To conclude, Wendt recognises one of the reservations that the social sciences have when granting the
state-as-person argument, grounded on the fear of fascism and the elimination of the Other. “If state
persons in fact cannot be reduced to their members, then we cannot rely on physicalism as a metaphysical
firewall against non-liberal politics, and in particular against normative claims on behalf of state persons
themselves, or raison d’état. The potential costs of such claims – fascism, genocide, and war – are high
and well known, which is one reason that organismic thinking about the state has long been rejected by
social scientists” (Wendt 2004, 292). I believe that understanding the state as a disunified person avoids
this criticism – rather than focusing on a predetermined naturalistic identity, it celebrates difference

- 20 -
within the state, as well as the ongoing social processes of conflict, identity renegotiation and
reconciliation.

CONCLUSION
In this paper, I’ve sketched a basic structure for the state-as-person metaphor from phenomenological
pathopsychology, and provided one example of how it can work in theory based on an analysis of
Schizophrenia. I took Alexander Wendt’s claim that “states are people too” as a starting point, but
attempted to propose an alternative to his recourse to quantum physics to explain collective
consciousness. I first defended the use of metaphors against Wendt’s own scientific realism, explaining
how metaphors provide the space for interdisciplinary dialogue, bringing blind spots in the literature to
light and possibly inspiring new ways of conceptualising known phenomena. I later delved into the
phenomenological research around the Unity of Consciousness in general, differentiating between the
minimal pre-reflective and the extended reflective levels of the self; and then concretely around
Schizophrenia and how it affects embodiment and intersubjectivity at the pre-reflective level. I concluded
this chapter with an open question about individual consciousness being disunified all along – but able to
better integrate in cases of good mental health.

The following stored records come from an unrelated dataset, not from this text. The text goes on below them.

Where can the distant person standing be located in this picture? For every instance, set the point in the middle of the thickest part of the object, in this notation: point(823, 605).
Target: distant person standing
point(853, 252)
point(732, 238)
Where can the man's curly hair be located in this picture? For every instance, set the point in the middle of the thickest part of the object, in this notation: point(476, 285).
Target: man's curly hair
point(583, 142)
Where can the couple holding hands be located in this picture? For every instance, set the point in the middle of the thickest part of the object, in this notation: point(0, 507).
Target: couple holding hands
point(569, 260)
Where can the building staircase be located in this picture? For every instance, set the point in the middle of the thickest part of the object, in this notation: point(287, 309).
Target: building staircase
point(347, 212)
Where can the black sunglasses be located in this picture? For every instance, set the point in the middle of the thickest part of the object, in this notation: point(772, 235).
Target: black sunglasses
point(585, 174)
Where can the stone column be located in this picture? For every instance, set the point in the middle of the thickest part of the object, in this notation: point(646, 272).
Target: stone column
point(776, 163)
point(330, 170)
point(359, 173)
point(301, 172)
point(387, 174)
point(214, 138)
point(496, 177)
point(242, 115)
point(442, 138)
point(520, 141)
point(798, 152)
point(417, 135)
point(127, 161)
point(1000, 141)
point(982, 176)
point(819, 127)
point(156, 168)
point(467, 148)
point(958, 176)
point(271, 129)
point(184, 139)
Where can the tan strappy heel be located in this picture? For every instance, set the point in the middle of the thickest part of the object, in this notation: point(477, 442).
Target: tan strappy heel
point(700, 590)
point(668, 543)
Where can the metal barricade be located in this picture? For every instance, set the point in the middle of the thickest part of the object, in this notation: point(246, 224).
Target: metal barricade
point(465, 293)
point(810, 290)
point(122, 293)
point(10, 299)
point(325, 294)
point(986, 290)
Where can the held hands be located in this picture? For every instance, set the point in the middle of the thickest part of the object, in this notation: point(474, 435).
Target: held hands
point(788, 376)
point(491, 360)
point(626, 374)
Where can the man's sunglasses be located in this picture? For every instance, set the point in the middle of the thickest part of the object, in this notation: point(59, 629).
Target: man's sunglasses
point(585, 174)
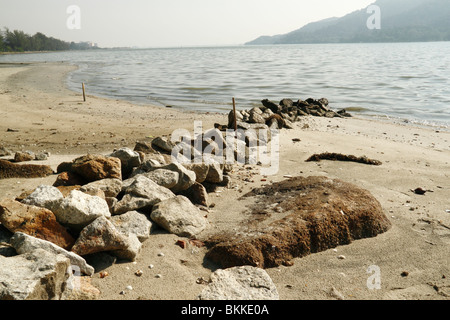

I then mapped the metaphor of the state-as-person, limiting myself to the criteria of embodiment,
intentionality, performativity and intersubjectivity. I compared the body with the state’s territory, natural
resources and bureaucracy; individual intentionality with the prevailing discourse that gets translated into
policy, both domestic and foreign, which I then compared with the state’s actions or performativity. At a
reflective level, intersubjectivity for the state refers to interactions with other states at the international
level. At a pre-reflective level, it relates to the basic differentiation between the Self and the Other. With
these criteria in mind, I discussed how the disturbances to the pre-reflective senses of embodiment and
intersubjectivity in Schizophrenia could be applied to the State, discussing the debates around
extractivism and immigration.

Throughout this paper, I attempted to show that his third criterion of state personhood, collective
consciousness, is plausible, but only if it recognises it as a disunified consciousness. I believe this approach
gives some much needed oxygen to the concept of the state-as-person. It also opens a door for future
interdisciplinary research between IR, phenomenology and pathopsychology; while making a defence of
taking our metaphors seriously within IR research.